Reputation: 11657
Let's say I have the following dataframe:
personid date measurement
1 x 23
1 x 32
2 y 21
3 x 23
3 z 23
3 y 23
I want to sort this dataframe by the measurement column, and then create a new column that is a sequence along the sorted measurement column, like so:
personid date measurement id
1 x 23 2
1 x 32 3
2 y 21 1
3 x 23 2
3 z 23 2
3 y 23 2
My first instinct was to do something like:
unique_measurements <- data.frame(unique(sort(df$measurement)))
unique_dates$counter <- 1:nrow(unique_dates)
Now I basically have a data-frame that represents a mapping from a given measurement to the correct counter.
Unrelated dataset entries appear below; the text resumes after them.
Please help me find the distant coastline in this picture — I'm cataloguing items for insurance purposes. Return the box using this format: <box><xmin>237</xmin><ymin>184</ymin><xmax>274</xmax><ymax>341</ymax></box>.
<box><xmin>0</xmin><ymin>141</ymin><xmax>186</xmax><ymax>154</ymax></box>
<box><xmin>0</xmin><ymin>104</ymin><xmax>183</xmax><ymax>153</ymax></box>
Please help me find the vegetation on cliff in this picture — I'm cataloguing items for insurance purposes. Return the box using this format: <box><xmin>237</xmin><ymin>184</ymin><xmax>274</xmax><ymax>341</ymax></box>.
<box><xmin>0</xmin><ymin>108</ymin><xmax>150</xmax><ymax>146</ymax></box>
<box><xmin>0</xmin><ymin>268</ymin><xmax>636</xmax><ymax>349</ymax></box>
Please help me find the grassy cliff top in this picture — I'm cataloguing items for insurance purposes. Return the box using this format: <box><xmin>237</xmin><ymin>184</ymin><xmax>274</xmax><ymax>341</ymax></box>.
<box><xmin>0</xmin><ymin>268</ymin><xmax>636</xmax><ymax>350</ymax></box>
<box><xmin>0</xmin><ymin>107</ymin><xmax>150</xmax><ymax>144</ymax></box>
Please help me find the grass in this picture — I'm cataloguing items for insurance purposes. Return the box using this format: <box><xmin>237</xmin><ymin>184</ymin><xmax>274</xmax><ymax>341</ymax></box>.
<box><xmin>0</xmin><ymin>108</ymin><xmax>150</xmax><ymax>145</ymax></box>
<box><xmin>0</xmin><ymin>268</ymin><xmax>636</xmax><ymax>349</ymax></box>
I recognize this is the wrong way of doing this, but (1) how would I actually use this mapping to achieve my goals; (2) what is the right way of doing this?
Upvotes: 2
Views: 457
Reputation: 145755
Using factor
as an intermediate:
df$id = as.integer(factor(df$measurement))
If you want to use your method, just use merge
(though it might mess up the row order, use dplyr::left_join
or data.table::merge
instead to preserve row order in the original).
unique_measurements <- data.frame(measurement = sort(unique(df$measurement)))
unique_dates$id <- 1:nrow(unique_dates)
merge(df, unique_dates)
Upvotes: 2
Reputation: 5215
Here's a simpler way to do this:
df$id <- match(df$measurement, sort(unique(df$measurement)))
# personid date measurement id
# 1 1 x 23 2
# 2 1 x 32 3
# 3 2 y 21 1
# 4 3 x 23 2
# 5 3 z 23 2
# 6 3 y 23 2
Upvotes: 4